Utilizzate per decenni nei test nucleari Usa, dalle Isole Marshall ora rischiano di finire in mare centinaia di migliaia di metri cubi di materiale radioattivo
di Marco Vulcano
La polvere nascosta sotto il tappeto, non è una novità, prima o poi esce fuori. E più tempo rimane nascosta accumulandosi, tanto più poi sarà problematico rimuoverla. Una massima semplice e nota un po’ ovunque, ma evidentemente non negli USA, i cui esperimenti nucleari condotti alle isole Marshall ora rischiano di provocare la fuoriuscita in mare di circa 111.000 metri cubi di materiale radioattivo.
Secondo gli scienziati, l’innalzamento del livello dei mari causato dal cambiamento climatico globale rischierebbe infatti di far finire nell’oceano una buona parte di ciò che rimane dei numerosissimi test nucleari effettuati dagli Stati Uniti alle isole Marshall. Materiale stoccato in un immenso e angosciante cupolone di cemento che gli abitanti locali chiamano The Tomb (la tomba), nell’atollo di Enewetak. Tra la sabbia finissima e le acque cristalline di un autentico paradiso terrestre.
Le stime ufficiali parlano di 67 diverse armi nucleari testate qui dagli Stati Uniti, a cavallo tra gli anni Quaranta e gli anni Cinquanta. Bombe atmosferiche equivalenti a 1,6 Hiroshima ogni giorno, per 12 anni, ivi compreso il più grande esperimento nucleare che gli Usa abbiano mai condotto: il Castel Bravo.
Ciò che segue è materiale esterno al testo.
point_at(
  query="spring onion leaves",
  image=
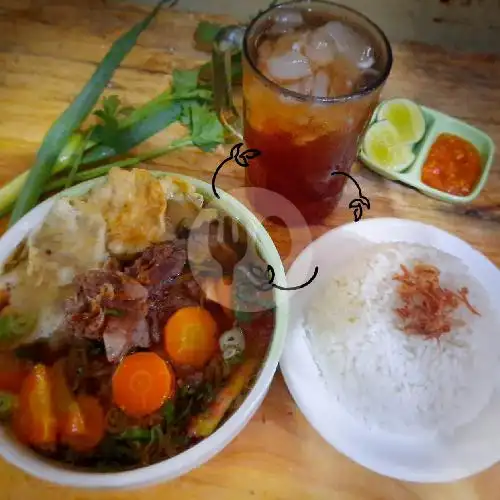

Un test controverso, che ebbe pesantissime conseguenze sugli abitanti locali, inondati dalle radiazioni in quanto esposti sottovento al punto tale da lasciar pensare che la cosa fosse voluta per dare modo agli scienziati americani di studiare gli effetti delle radiazioni su persone ed ecosistema.
Con la fine dei test nucleari, la DNA (Agenzia per la Difesa Nuclare) propose un programma di decontaminazione dell’area, per rendere l’atollo idoneo alla vita, rifiutato però dal governo statunitense, che preferì inserire i rifiuti radioattivi e il terreno contaminato all’interno di questo enorme cratere.
Così i resti di 12 anni di test nucleari sono ora sepolti sotto questo immenso bunker, di cui più sezioni mostrano da tempo alcune crepe.
Come riportato anche dal Dipartimento di Stato USA in un rapporto del 2013, il suolo intorno al deposito è già più contaminato del suo contenuto. E ora che il tutto sta gradualmente venendo sommerso dal livello del mare, i problemi non potranno che aumentare.